Amphoteric drugs. I. Synthesis and antiallergic activity of [4-(diphenylmethoxy)piperidino]-, [4-(diphenylmethyl)piperazinyl]- and [4-(diphenylmethylene)piperidino]alkanoic acid derivatives
Iwasaski,Sakaguchi,Ohashi,Takahara,Ogawa,Yasuda,Koshinaka,Kato,Ito,Sawanishi
, p. 2276 - 2284 (2007/10/02)
A simple method of transforming classical antihistaminics into nonsedative antiallergic agents with strong effects in rat models is described. Various [4-(diphenylmethoxy)piperidinol - (series A), [4-(diphenylmethyl)piperazinyl]- (series B) and [4-(diphenylmethylene)piperidino]alkanoic acid derivatives (series C) were synthesized and examined for antiallergic activities and effects on the central nervous system (CNS), in comparison with the corresponding N-methyl derivatives (1a-c). N-Alkylcarboxylic acids (5a-c) showed stronger inhibitory effects on compound 48/80-induced lethality in rats than the corresponding N-methyl derivatives (1a-c).
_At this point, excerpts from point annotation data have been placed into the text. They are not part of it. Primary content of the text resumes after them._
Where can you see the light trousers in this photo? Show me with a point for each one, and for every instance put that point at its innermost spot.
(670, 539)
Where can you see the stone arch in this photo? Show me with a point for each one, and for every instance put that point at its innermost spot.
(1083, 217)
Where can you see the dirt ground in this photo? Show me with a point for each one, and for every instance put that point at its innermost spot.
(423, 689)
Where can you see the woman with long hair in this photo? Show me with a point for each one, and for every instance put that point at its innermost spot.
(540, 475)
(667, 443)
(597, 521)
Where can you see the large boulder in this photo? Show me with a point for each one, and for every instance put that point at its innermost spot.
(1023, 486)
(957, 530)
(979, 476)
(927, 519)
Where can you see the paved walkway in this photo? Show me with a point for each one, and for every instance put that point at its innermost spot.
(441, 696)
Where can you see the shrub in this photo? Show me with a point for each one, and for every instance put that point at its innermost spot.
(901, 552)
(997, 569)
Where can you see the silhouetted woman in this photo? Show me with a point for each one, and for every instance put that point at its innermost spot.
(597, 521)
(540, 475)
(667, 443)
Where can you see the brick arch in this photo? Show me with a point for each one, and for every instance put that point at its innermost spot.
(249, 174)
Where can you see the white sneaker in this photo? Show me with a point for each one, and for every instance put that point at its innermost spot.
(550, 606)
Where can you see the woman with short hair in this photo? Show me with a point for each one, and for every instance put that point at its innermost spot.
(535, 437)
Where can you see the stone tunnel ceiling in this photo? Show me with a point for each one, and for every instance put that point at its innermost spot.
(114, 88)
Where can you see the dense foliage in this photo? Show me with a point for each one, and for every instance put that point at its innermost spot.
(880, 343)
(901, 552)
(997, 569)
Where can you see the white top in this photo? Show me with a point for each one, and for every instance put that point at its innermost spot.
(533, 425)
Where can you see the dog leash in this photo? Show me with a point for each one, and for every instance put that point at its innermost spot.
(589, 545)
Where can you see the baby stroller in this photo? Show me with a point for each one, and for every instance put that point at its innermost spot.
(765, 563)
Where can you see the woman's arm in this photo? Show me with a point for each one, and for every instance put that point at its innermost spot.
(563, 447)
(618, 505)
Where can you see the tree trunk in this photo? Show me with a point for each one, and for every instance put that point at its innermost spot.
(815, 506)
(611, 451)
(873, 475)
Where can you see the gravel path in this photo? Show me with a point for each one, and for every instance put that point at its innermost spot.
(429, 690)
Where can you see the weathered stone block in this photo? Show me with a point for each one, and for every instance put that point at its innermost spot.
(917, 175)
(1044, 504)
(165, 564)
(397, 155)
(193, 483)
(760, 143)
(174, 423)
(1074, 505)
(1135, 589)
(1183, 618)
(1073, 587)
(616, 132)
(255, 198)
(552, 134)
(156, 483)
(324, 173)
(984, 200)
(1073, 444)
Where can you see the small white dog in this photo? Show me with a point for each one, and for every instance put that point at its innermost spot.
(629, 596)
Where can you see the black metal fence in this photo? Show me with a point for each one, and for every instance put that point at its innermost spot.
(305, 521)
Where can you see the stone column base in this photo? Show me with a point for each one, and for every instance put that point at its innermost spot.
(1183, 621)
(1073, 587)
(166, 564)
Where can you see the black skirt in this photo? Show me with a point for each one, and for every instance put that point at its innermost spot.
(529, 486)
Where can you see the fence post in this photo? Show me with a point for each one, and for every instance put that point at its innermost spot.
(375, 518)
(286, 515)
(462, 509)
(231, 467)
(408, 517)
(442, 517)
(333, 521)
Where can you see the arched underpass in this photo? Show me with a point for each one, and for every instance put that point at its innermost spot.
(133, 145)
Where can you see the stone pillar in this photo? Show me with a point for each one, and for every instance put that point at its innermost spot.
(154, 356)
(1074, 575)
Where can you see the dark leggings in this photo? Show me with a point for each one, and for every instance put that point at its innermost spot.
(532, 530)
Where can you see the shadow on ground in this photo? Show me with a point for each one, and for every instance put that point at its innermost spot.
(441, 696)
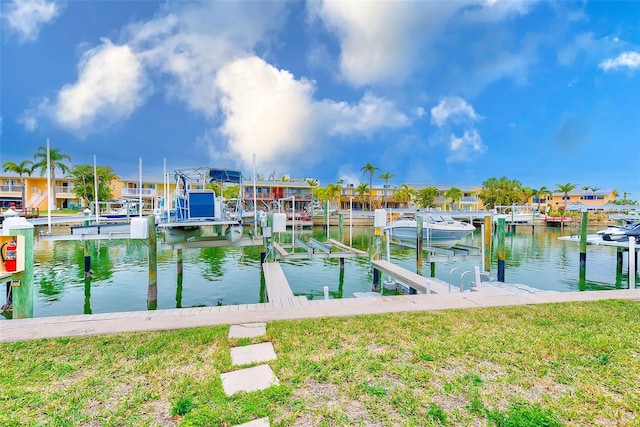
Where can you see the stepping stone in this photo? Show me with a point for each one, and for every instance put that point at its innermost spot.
(250, 379)
(253, 353)
(262, 422)
(247, 330)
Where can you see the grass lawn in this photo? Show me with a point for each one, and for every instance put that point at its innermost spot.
(541, 365)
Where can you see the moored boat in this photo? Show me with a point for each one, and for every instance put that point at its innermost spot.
(440, 231)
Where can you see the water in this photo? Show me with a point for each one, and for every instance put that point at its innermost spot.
(228, 276)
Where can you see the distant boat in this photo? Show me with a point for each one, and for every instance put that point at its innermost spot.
(198, 209)
(439, 231)
(516, 214)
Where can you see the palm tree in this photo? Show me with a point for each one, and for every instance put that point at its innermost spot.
(55, 160)
(404, 194)
(19, 168)
(454, 194)
(361, 190)
(371, 170)
(543, 190)
(565, 188)
(387, 177)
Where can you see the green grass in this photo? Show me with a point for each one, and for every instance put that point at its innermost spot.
(575, 364)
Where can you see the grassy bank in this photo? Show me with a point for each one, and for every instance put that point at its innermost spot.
(545, 365)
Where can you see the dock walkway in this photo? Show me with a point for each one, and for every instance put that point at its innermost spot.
(278, 290)
(424, 285)
(183, 318)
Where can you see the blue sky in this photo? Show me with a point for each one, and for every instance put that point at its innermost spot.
(434, 92)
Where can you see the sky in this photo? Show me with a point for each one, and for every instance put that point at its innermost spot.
(432, 92)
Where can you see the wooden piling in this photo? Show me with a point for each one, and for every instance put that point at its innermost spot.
(419, 234)
(501, 250)
(152, 291)
(87, 258)
(487, 243)
(583, 246)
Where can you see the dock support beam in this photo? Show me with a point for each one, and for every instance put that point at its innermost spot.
(87, 258)
(501, 252)
(152, 292)
(22, 296)
(583, 248)
(487, 243)
(419, 233)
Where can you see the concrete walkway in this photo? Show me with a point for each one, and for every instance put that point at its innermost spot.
(94, 324)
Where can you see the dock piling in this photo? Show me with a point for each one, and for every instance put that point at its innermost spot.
(501, 250)
(152, 291)
(22, 295)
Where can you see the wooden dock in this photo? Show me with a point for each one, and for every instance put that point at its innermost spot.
(278, 290)
(423, 285)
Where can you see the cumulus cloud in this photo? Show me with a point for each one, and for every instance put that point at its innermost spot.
(464, 148)
(630, 60)
(110, 86)
(453, 110)
(381, 42)
(456, 112)
(268, 112)
(26, 17)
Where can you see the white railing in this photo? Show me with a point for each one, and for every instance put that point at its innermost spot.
(64, 189)
(147, 192)
(11, 188)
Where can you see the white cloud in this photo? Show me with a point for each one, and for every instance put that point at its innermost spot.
(382, 42)
(453, 110)
(464, 148)
(629, 60)
(194, 40)
(110, 86)
(269, 113)
(26, 17)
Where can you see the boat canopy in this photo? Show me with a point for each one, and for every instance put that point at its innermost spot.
(225, 175)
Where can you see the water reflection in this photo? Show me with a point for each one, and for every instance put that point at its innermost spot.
(215, 276)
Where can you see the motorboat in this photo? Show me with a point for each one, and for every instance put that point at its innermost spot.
(516, 214)
(615, 233)
(199, 212)
(440, 231)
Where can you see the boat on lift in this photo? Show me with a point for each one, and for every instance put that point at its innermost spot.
(439, 231)
(201, 213)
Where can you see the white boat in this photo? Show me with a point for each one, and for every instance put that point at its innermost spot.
(440, 231)
(516, 214)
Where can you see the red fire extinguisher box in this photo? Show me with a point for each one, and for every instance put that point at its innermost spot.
(20, 250)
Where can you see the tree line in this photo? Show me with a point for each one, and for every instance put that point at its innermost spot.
(494, 191)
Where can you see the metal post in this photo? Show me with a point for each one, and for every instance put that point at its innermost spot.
(501, 250)
(152, 292)
(583, 246)
(22, 294)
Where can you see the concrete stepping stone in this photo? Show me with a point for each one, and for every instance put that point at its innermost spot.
(250, 379)
(262, 422)
(247, 330)
(253, 353)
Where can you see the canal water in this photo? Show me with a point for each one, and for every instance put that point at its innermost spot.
(229, 276)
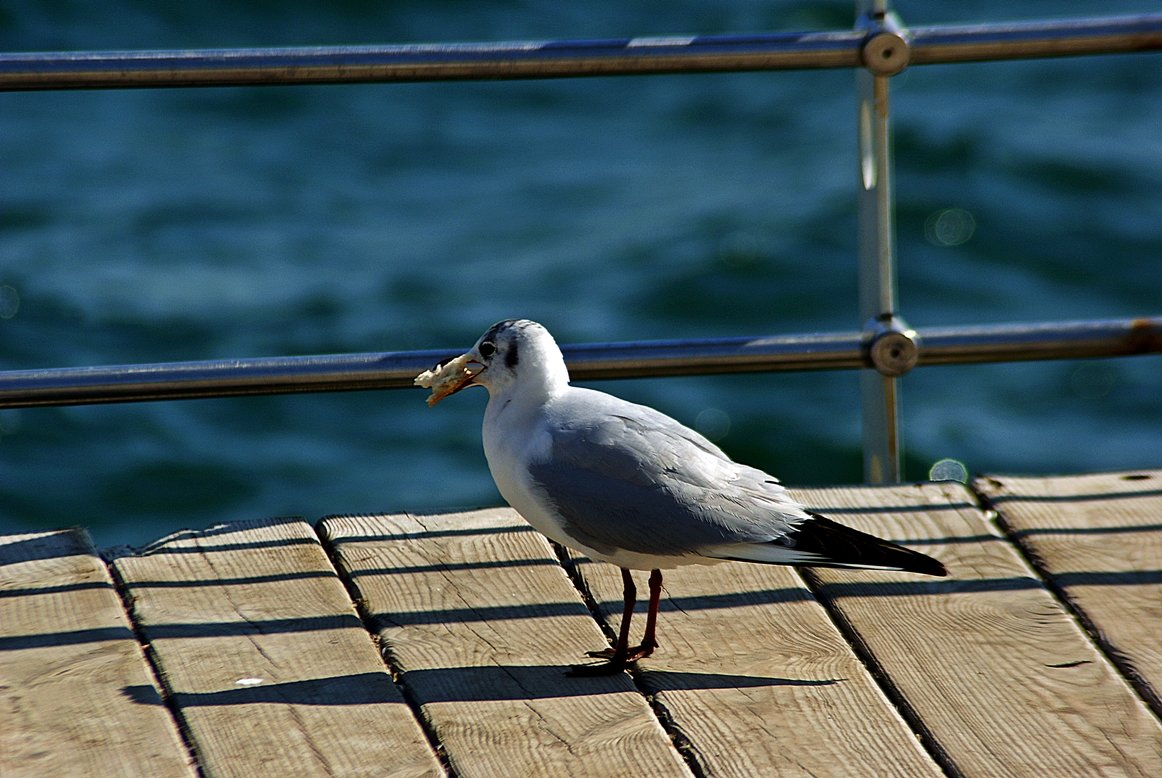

In particular, N-alkylcarboxylic acids (5a) in series A exhibited approximately 100-fold stronger inhibitory effects than 1a, and were the least effective in prolonging the sleeping time on hexobarbital-induced anesthesia in mice in all series. As a result of chemical modification in series A, it was found that introduction of a methyl group at the para-position on one benzene ring in the (diphenylmethoxy)piperidine system effectively reduced CNS side-effects without reducing antiallergic activity. (+)-3-[4-[(4-Methylphenyl)phenylmethoxy] piperidinol propionic acid ((+)-51), an optically active isomer of 51, exhibited a stronger antiallergic effect (ED50 = 0.17 mg/kg, p.o.) than ketotifen and terfenadine in the 48 h homologous passive cutaneous anaphylaxis (PCA) test, and moreover exhibited no CNS side-effects, such as prolongation of the sleeping time on hexobarbital-induced anesthesia, at an oral dose of 30 mg/kg. Compound (+)-51 was thus proved to be a promising candidate as a nonsedative antiallergic agent.